Meski telah purna tugas, tepat sebelum "lengser", tim anti mafia migas mengajukan 12 poin rekomendasi yang diberikan kepada pemerintahan Presiden Jokowi. Rekomendasi ini tergabung dalam laporan yang berjudul "Memperkokoh Kelembagaan Sektor Migas Indonesia".
Pada poin pertama, tim merekomendasikan arahan umum yang mencakup pembentukan sistem yang transparan dan akuntabel dalam hal tata niaga migas di sektor midstream dan downstream, khususnya pelaksanaan impor minyak. Sampai pada adanya masukan bagi pemerintah untuk mulai membuka peluang kepemilikan blok-blok migas di luar negeri untuk menjamin pasokan migas dalam negeri kedepannya.
Tim juga menyinggung tugas pemerintah yang masih memiliki pekerjaan rumah besar dalam menciptakan kemandirian energi melalui pengembangan energi baru dan terbarukan sebagai bahan baku pembangkit listrik.
Poin kedua, tim membicarakan tentang penerimaan negara dari sektor migas. Tim memberikan rekomendasi agar penerimaan negara dari sektor migas (di luar PPh perusahaan migas) disisihkan dan ditabung untuk berbagai keperluan. Seperti, membiayai pengembangan energi baru-terbarukan, kebijakan jaring pengaman untuk mengurangi dampak fluktuai harga minyak, riset EOR (Enhanced Oil Recovery), serta survei umum dan seismik.
Ketiga, tentang format tata kelola sektor hulu migas. Tim merekomendasikan, dibentuknya BUMN khusus untuk mengatur dan mengendalikan sektor hulu migas. BUMN khusus ini dibiayai melalui imbalan pengelolaan migas yang diperoleh dari penerimaan kegiatan hulu migas. Menurut tim, fungsi pengaturan dan pengendalian sektor hulu migas tidak perlu dibebankan ke Pertamina. Tujuannya, agar Pertamina bisa terhindar dari resiko kontrak migas, dan dapat berkonsentrasi pada usaha komersial.

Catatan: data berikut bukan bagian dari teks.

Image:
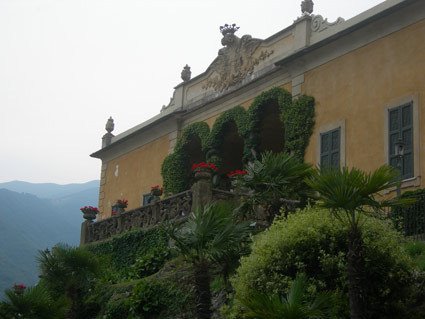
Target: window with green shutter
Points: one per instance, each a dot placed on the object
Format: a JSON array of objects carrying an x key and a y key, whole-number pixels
[
  {"x": 400, "y": 125},
  {"x": 330, "y": 148}
]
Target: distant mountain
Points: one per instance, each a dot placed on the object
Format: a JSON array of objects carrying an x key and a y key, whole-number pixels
[
  {"x": 29, "y": 223},
  {"x": 48, "y": 190}
]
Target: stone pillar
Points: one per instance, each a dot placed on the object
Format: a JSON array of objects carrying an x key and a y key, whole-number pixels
[
  {"x": 202, "y": 189},
  {"x": 85, "y": 232}
]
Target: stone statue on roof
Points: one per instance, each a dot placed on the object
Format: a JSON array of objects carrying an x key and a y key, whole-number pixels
[{"x": 235, "y": 60}]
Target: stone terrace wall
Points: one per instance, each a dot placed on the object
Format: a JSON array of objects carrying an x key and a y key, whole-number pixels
[{"x": 172, "y": 208}]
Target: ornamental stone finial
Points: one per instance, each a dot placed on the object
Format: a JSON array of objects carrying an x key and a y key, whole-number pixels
[
  {"x": 186, "y": 73},
  {"x": 307, "y": 7},
  {"x": 109, "y": 127}
]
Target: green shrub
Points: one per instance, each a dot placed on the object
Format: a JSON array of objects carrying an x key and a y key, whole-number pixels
[
  {"x": 314, "y": 243},
  {"x": 150, "y": 262},
  {"x": 416, "y": 250},
  {"x": 159, "y": 298},
  {"x": 123, "y": 251}
]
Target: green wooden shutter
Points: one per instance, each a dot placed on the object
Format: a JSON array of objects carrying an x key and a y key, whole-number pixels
[
  {"x": 330, "y": 145},
  {"x": 400, "y": 125}
]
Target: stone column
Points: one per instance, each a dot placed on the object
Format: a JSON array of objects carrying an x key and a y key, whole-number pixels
[
  {"x": 202, "y": 189},
  {"x": 85, "y": 232}
]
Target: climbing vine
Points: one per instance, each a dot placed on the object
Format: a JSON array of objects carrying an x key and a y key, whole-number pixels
[
  {"x": 297, "y": 117},
  {"x": 256, "y": 112},
  {"x": 175, "y": 169},
  {"x": 236, "y": 115}
]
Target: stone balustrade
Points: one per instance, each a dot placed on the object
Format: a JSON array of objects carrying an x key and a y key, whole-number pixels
[{"x": 172, "y": 208}]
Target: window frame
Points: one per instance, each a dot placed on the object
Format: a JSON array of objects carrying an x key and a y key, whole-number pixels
[
  {"x": 398, "y": 102},
  {"x": 327, "y": 129}
]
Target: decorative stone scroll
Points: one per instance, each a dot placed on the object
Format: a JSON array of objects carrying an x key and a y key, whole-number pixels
[
  {"x": 236, "y": 60},
  {"x": 172, "y": 208},
  {"x": 318, "y": 24}
]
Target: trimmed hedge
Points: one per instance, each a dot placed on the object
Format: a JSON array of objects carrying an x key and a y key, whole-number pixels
[
  {"x": 296, "y": 115},
  {"x": 314, "y": 243}
]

Keempat, tentang sistem fiskal sektor hulu migas. Tim merekomendasikan adanya model kontrak kerjasama yang sederhana, transparan, fleksibel, dan kompetitif. Tim menyebutkan, untuk wilayah kerja yang memiliki cadangan besar dengan tingkat kesulitan rendah, dapat digunakan service contract. Tim juga merekomendasikan agar pemerintah meninjau kembali aturan mengenai cost recovery.